Around one-third of California women and men are physically assaulted by an intimate partner each year, according to the National Coalition Against Domestic Violence. However, domestic abuse can involve more than just physical violence. Perpetrators may also use emotional abuse, threats and controlling behaviors to maintain power over their partners.
What is domestic abuse?
Domestic abuse is the willful use of intimidation, coercion, threats, emotional abuse, physical violence or sexual violence by one partner against another partner. It can involve one incident or a pattern of incidents.

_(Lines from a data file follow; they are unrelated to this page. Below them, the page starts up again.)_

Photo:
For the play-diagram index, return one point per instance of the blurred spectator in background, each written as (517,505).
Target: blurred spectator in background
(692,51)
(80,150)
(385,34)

Anyone can find themselves in an abusive relationship, including women, men, unmarried partners, married partners and same-sex partners. Victims and perpetrators can be wealthy or poor and come from any ethnicity or cultural background.
Common types of physical abuse:
- Hitting, slapping or punching
- Hair pulling
- Forced use of drugs or alcohol
- Denial of medical care
- Sexual abuse
Common types of emotional or psychological abuse:
- Constant criticizing
- Isolating partner from family, friends or coworkers
- Threatening violence against partner or others
- Harming children, pets or property
- Denying access to money
The impact of domestic abuse
Without help, people subjected to domestic abuse can suffer a number of emotional and physical traumas, including:
- Low self-esteem and self-worth
- Emotional stress
- Posttraumatic stress disorder
- Physical injuries
Victims of abuse are never to blame for their perpetrator’s actions. Abusers are always at fault for their violent, threatening or controlling behavior. If you are in an abusive relationship, you should contact a local, state or national domestic violence organization for assistance.